На Алексея Ивановича Прохорова, дедушку Валерика и Вовки, прибежавшего к Полине Ивановне, было жалко смотреть. В глазах отчаяние, страх…

— Как мы их будем искать, как мы их будем искать, — твердил он, — ума не приложу. Вы же знаете наш лес…

— Да, лес большой. Вы правы. Но не сидеть же нам сложа руки, — ответил Карасев.

— Давайте Тузика возьмем, — предложила Полина Ивановна. — Он поможет…

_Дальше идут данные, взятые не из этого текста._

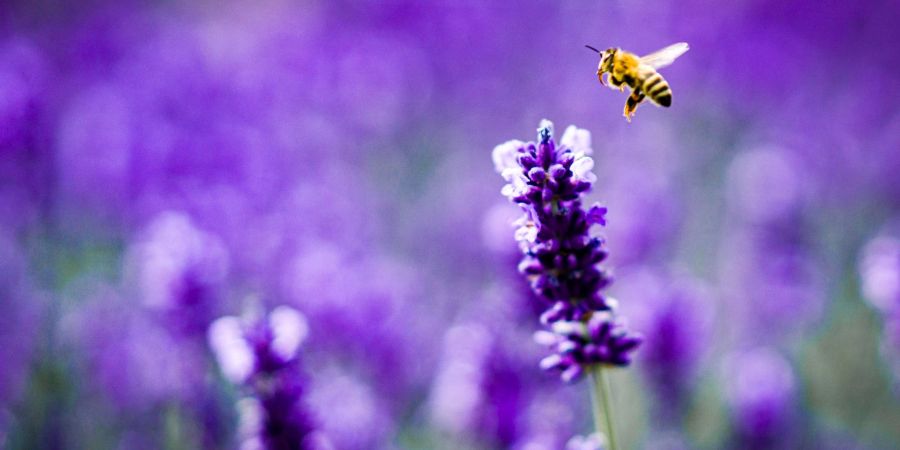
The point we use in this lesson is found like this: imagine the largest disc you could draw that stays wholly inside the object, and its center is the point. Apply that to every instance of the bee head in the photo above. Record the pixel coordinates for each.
(606, 59)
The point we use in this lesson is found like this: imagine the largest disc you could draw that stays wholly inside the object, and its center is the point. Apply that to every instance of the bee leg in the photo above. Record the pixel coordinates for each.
(632, 103)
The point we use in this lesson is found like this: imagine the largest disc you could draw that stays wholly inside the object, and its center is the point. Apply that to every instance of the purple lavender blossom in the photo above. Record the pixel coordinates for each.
(178, 271)
(602, 339)
(676, 316)
(561, 256)
(761, 390)
(879, 269)
(135, 363)
(262, 356)
(594, 441)
(20, 313)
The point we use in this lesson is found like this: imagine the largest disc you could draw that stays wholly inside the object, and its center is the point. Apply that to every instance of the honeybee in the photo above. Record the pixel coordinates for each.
(638, 73)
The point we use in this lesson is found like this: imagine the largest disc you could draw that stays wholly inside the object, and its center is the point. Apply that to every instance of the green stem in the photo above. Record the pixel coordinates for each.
(600, 403)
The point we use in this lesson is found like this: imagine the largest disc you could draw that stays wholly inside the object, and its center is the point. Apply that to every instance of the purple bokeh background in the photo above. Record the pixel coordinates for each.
(165, 164)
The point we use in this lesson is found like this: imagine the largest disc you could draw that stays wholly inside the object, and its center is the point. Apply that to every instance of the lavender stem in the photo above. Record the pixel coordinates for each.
(600, 403)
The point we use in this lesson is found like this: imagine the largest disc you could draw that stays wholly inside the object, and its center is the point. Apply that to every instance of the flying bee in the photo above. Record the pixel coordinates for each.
(638, 73)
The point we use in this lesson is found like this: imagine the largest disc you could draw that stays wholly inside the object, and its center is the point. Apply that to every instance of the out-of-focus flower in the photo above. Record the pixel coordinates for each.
(178, 270)
(675, 315)
(561, 256)
(768, 272)
(24, 151)
(134, 362)
(362, 307)
(20, 315)
(594, 441)
(761, 389)
(262, 356)
(350, 412)
(879, 269)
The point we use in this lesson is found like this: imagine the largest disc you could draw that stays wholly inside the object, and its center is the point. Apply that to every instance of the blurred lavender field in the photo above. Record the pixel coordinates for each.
(164, 165)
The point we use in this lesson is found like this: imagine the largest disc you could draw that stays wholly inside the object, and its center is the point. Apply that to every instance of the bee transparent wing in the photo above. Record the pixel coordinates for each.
(666, 56)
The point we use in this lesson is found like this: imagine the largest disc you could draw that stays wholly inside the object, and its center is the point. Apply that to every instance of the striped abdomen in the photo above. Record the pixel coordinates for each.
(656, 87)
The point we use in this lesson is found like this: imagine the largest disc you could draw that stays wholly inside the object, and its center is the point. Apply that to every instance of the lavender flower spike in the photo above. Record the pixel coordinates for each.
(261, 355)
(561, 256)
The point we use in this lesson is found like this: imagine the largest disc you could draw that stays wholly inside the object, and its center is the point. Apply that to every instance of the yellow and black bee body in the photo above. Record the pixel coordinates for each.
(639, 74)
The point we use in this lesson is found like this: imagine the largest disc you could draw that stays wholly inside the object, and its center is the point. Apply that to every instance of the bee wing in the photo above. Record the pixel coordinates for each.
(666, 56)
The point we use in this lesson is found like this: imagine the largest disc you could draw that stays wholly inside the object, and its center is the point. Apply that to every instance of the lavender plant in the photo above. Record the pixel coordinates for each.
(261, 356)
(561, 258)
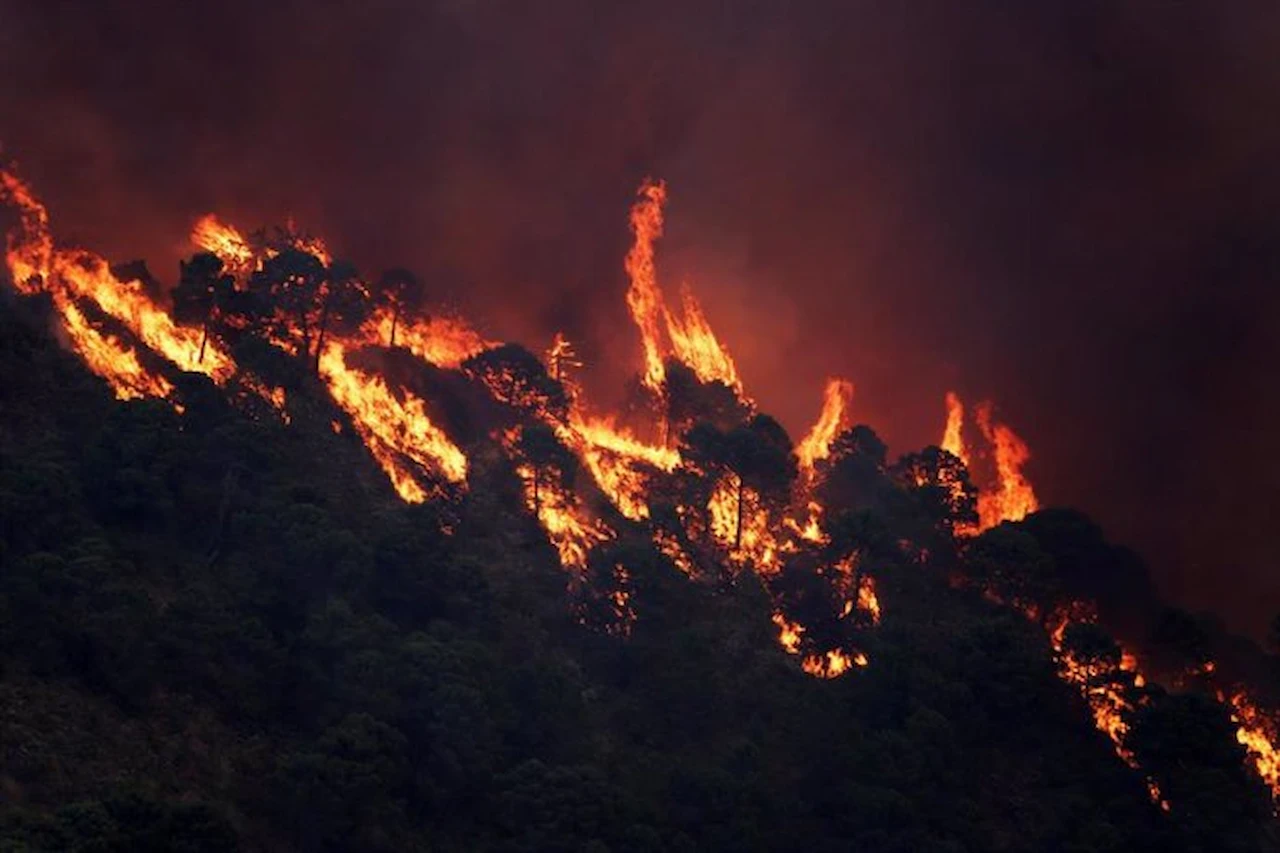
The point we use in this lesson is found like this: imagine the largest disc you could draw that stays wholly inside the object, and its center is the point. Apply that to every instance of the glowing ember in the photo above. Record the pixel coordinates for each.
(1014, 498)
(394, 428)
(1258, 734)
(690, 336)
(110, 359)
(1011, 498)
(444, 341)
(644, 299)
(952, 439)
(36, 265)
(835, 416)
(214, 236)
(1101, 689)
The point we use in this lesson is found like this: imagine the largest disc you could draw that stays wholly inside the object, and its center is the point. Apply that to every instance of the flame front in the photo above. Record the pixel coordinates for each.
(836, 402)
(1011, 498)
(689, 333)
(74, 276)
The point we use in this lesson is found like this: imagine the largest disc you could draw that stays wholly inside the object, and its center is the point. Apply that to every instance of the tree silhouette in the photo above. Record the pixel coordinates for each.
(201, 293)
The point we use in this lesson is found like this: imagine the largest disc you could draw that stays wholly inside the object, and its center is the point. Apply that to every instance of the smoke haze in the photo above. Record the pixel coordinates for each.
(1069, 208)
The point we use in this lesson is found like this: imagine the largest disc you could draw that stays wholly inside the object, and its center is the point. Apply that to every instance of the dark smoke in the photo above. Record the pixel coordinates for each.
(1070, 208)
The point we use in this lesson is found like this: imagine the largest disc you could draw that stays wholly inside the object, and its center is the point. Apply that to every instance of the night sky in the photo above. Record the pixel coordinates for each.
(1069, 208)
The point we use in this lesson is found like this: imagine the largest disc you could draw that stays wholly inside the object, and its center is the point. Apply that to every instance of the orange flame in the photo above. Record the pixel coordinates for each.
(394, 428)
(644, 299)
(1258, 734)
(1015, 498)
(36, 264)
(689, 333)
(816, 446)
(1105, 698)
(444, 341)
(952, 439)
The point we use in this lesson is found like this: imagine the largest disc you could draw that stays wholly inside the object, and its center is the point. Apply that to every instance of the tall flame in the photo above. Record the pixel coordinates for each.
(688, 332)
(952, 437)
(69, 276)
(1014, 498)
(836, 402)
(644, 299)
(1011, 497)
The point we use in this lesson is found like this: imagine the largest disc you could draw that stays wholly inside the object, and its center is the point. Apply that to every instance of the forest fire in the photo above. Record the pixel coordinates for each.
(836, 401)
(741, 518)
(689, 336)
(1011, 497)
(1105, 682)
(73, 276)
(1258, 734)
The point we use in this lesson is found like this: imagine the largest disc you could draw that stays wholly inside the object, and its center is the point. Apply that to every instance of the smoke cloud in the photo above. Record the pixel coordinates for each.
(1069, 208)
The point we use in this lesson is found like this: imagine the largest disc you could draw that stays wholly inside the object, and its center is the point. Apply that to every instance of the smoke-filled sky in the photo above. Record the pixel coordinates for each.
(1072, 208)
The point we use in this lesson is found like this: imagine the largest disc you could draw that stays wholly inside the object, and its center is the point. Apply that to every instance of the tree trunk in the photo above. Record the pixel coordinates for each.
(737, 536)
(204, 340)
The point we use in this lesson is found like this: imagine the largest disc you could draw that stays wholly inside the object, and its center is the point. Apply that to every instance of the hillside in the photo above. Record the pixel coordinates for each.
(260, 605)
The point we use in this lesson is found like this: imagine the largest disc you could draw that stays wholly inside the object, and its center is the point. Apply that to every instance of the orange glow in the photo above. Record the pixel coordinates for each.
(394, 427)
(644, 299)
(952, 439)
(690, 336)
(694, 343)
(1258, 733)
(213, 235)
(444, 341)
(110, 359)
(1010, 497)
(1014, 498)
(816, 446)
(1100, 688)
(37, 265)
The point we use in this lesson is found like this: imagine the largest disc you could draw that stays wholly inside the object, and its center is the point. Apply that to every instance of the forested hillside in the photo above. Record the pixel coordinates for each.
(295, 565)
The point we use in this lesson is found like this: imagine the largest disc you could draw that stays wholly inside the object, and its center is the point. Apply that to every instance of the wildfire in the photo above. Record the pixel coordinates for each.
(816, 446)
(1258, 734)
(444, 341)
(689, 334)
(1101, 689)
(743, 527)
(1013, 497)
(36, 264)
(394, 428)
(952, 438)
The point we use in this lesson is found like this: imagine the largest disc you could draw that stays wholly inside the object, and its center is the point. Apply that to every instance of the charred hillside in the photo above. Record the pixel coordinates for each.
(295, 560)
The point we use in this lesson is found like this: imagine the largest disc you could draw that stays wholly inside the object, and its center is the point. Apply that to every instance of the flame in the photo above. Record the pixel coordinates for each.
(273, 396)
(394, 428)
(68, 276)
(816, 446)
(694, 343)
(570, 529)
(1258, 733)
(952, 439)
(757, 544)
(214, 236)
(644, 299)
(1013, 497)
(444, 341)
(689, 333)
(1106, 699)
(110, 359)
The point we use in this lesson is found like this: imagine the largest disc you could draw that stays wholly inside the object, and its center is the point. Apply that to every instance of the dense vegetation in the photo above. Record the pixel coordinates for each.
(220, 633)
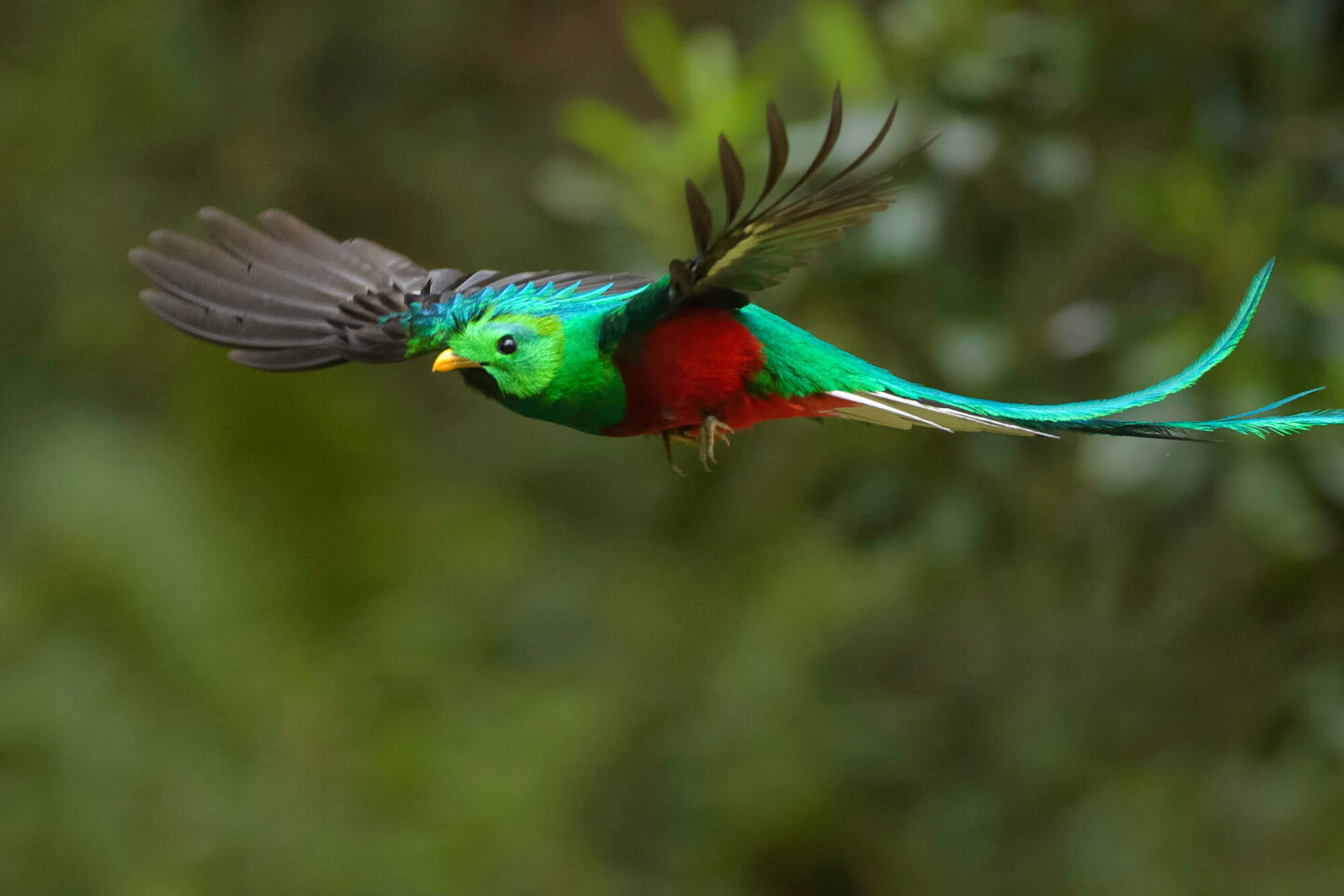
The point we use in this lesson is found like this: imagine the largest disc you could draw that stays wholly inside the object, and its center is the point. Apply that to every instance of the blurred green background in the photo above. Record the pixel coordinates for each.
(360, 632)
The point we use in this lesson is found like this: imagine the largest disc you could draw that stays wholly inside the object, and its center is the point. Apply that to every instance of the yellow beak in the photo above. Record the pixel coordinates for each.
(449, 361)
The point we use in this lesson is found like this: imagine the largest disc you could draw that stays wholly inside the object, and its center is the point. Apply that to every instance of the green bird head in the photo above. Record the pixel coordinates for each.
(521, 352)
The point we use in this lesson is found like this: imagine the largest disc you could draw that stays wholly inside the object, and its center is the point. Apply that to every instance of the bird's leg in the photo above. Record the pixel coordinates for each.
(711, 430)
(666, 448)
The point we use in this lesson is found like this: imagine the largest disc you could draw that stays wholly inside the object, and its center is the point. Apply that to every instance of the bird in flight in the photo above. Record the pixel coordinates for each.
(689, 357)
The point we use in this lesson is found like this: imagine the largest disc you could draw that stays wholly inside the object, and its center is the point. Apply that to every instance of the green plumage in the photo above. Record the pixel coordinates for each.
(687, 355)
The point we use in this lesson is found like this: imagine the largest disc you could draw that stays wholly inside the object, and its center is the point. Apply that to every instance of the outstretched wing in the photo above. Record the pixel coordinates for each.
(750, 254)
(757, 250)
(289, 297)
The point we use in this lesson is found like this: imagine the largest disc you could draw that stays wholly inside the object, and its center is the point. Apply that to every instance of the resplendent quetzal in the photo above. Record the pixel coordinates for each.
(689, 355)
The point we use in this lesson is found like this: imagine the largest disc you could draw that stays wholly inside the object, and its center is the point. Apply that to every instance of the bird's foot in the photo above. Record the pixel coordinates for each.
(705, 437)
(668, 436)
(711, 431)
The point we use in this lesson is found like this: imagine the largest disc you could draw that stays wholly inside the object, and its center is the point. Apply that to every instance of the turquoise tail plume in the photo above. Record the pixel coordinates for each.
(1086, 416)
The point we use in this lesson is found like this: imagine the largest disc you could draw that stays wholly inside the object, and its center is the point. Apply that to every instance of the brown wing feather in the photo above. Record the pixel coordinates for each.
(289, 297)
(751, 254)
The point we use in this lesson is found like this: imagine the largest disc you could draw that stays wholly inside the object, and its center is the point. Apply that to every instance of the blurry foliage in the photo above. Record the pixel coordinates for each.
(359, 632)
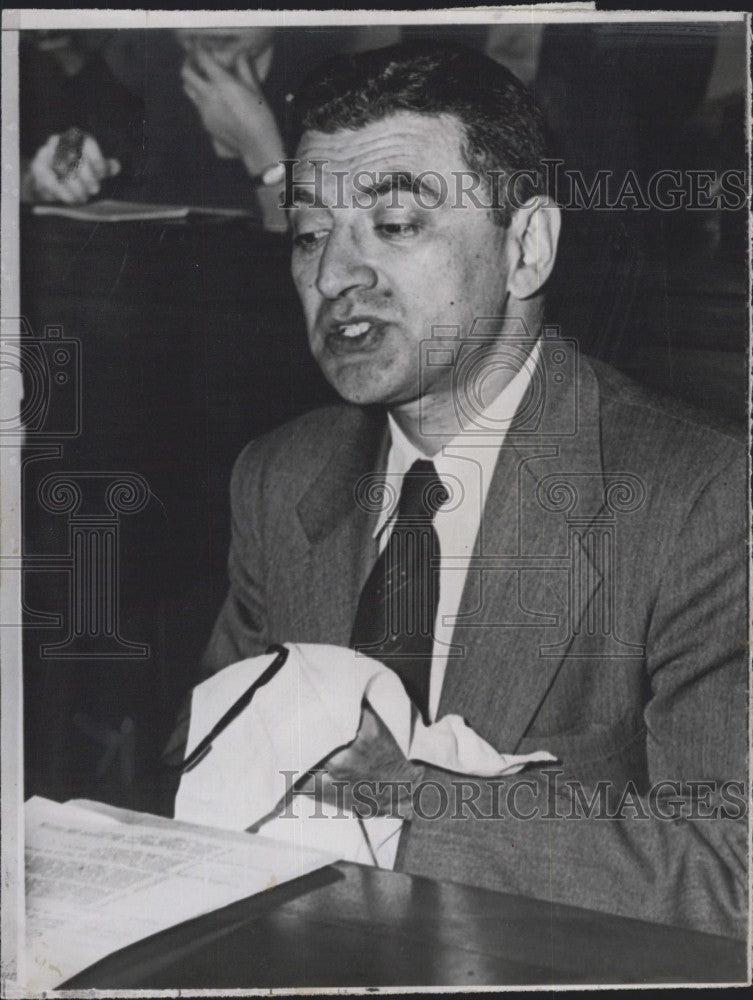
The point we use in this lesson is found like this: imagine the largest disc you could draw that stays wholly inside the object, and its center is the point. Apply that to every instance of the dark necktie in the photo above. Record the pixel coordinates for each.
(398, 604)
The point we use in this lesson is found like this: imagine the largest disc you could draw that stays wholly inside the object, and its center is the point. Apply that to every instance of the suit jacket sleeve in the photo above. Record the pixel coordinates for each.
(688, 871)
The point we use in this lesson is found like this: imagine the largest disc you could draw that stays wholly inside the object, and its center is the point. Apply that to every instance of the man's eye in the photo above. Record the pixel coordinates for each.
(308, 241)
(397, 230)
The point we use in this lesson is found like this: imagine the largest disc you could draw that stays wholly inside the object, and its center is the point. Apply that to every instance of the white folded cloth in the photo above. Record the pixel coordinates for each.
(307, 711)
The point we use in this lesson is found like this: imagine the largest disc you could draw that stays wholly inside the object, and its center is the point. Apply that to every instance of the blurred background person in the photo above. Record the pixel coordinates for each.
(184, 116)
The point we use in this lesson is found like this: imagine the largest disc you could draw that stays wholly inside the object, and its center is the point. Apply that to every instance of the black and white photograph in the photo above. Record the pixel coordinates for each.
(374, 443)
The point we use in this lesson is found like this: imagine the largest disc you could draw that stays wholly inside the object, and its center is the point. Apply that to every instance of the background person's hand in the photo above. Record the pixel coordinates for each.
(233, 110)
(81, 184)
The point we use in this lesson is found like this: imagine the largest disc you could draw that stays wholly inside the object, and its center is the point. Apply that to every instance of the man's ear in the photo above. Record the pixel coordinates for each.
(533, 233)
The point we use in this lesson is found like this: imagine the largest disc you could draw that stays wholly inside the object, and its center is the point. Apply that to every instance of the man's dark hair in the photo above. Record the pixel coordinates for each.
(504, 130)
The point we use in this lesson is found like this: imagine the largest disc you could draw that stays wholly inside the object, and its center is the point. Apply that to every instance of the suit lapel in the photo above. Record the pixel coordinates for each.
(517, 617)
(338, 514)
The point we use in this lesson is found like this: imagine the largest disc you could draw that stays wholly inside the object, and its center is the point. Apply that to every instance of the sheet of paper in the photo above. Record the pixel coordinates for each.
(98, 880)
(110, 210)
(311, 708)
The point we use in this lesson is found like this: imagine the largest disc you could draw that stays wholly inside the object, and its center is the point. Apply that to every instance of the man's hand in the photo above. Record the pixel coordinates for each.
(42, 184)
(371, 769)
(234, 111)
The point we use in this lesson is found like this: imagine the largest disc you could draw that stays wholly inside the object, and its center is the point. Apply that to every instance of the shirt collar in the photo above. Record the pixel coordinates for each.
(498, 414)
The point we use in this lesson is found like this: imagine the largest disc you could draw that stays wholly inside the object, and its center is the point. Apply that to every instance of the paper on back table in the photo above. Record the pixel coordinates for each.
(96, 884)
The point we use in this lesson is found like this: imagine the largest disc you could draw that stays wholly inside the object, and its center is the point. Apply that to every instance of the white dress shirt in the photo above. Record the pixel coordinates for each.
(465, 465)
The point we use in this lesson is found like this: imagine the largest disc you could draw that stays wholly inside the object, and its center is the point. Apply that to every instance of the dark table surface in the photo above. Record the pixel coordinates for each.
(350, 925)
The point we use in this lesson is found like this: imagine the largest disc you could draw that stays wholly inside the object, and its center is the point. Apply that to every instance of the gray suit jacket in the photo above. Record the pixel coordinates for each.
(604, 620)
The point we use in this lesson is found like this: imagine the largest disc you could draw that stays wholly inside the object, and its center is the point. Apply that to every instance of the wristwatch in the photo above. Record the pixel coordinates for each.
(270, 176)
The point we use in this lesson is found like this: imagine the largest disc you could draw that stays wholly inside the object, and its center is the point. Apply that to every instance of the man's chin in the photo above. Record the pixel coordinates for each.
(363, 387)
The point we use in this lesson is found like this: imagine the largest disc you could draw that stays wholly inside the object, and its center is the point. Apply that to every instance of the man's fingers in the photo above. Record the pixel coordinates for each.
(85, 176)
(210, 66)
(224, 151)
(246, 74)
(193, 79)
(75, 186)
(91, 154)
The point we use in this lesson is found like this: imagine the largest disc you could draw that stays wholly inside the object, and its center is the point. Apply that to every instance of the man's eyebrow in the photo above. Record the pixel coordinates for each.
(390, 181)
(302, 193)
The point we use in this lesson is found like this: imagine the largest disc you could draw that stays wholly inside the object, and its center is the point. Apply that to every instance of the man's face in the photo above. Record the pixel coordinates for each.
(375, 280)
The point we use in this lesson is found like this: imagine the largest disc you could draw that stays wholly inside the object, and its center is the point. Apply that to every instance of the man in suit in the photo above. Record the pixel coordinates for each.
(588, 538)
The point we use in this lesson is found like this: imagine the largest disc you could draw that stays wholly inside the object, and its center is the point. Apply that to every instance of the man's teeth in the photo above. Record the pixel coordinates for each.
(355, 329)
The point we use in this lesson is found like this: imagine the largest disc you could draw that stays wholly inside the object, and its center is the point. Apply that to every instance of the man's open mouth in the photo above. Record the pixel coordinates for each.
(355, 335)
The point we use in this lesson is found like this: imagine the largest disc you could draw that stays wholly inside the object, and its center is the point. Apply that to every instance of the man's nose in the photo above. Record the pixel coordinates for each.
(342, 267)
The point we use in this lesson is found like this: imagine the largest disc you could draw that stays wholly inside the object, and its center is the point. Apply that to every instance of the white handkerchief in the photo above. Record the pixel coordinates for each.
(309, 709)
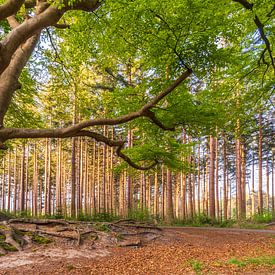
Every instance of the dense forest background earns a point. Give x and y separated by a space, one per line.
205 149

— Не чуди, Полина, — с досадой отозвался Алексей Иванович. — Здесь горе, а ты со своим щенком.

— Да что ты, Алексей Иванович. Я серьезно говорю. Он Олю где угодно разыщет. Сколько раз бывало: прибежит один домой, а я спрашиваю: «Тузик, а Оля где?» — он сразу поворачивается назад и убегает. И вскоре приходят домой вместе. Всегда находил.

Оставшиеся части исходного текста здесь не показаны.